Amgen, Inc., 360 Binney Street, Cambridge, MA 02142, United States.
Bioorg Med Chem Lett. 2018 Jun 15;28(11):2103-2108. doi: 10.1016/j.bmcl.2018.04.035. Epub 2018 Apr 17.
Recently, the identification of several classes of aryl sulfonamides and acyl sulfonamides that potently inhibit Na1.7 and demonstrate high levels of selectivity over other Na isoforms have been reported. The fully ionizable nature of these inhibitors has been shown to be an important part of the pharmacophore for the observed potency and isoform selectivity. The requirement of this functionality, however, has presented challenges associated with optimization toward inhibitors with drug-like properties and minimal off-target activity. In an effort to obviate these challenges, we set out to develop an orally bioavailable, selective Na1.7 inhibitor, lacking these acidic functional groups. Herein, we report the discovery of a novel series of inhibitors wherein a triazolesulfone has been designed to serve as a bioisostere for the acyl sulfonamide. This work culminated in the delivery of a potent series of inhibitors which demonstrated good levels of selectivity over Na1.5 and favorable pharmacokinetics in rodents.

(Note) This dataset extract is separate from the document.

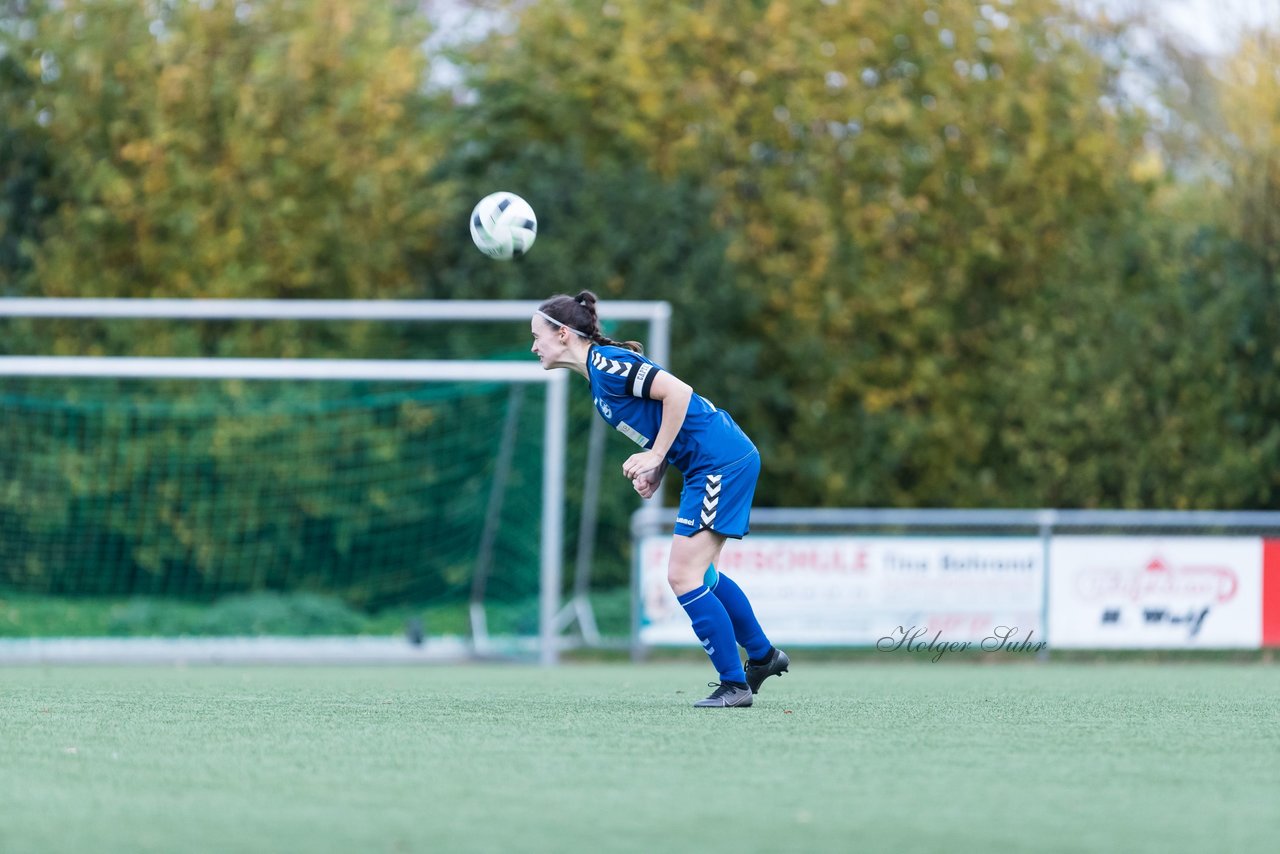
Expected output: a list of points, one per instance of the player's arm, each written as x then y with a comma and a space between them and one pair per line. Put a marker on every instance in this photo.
675, 396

最近,有报道称已鉴定出几类能有效抑制Na1.7且对其他钠亚型表现出高度选择性的芳基磺酰胺和酰基磺酰胺。这些抑制剂的完全可电离性质已被证明是观察到的效力和亚型选择性药效团的重要组成部分。然而,这种功能的要求给优化具有类药物性质和最小脱靶活性的抑制剂带来了挑战。为了克服这些挑战,我们着手开发一种口服生物可利用的、选择性Na1.7抑制剂,该抑制剂缺乏这些酸性官能团。在此,我们报告了一系列新型抑制剂的发现,其中三唑砜被设计用作酰基磺酰胺的生物电子等排体。这项工作最终得到了一系列有效的抑制剂,这些抑制剂对Na1.5表现出良好的选择性,并且在啮齿动物中具有良好的药代动力学。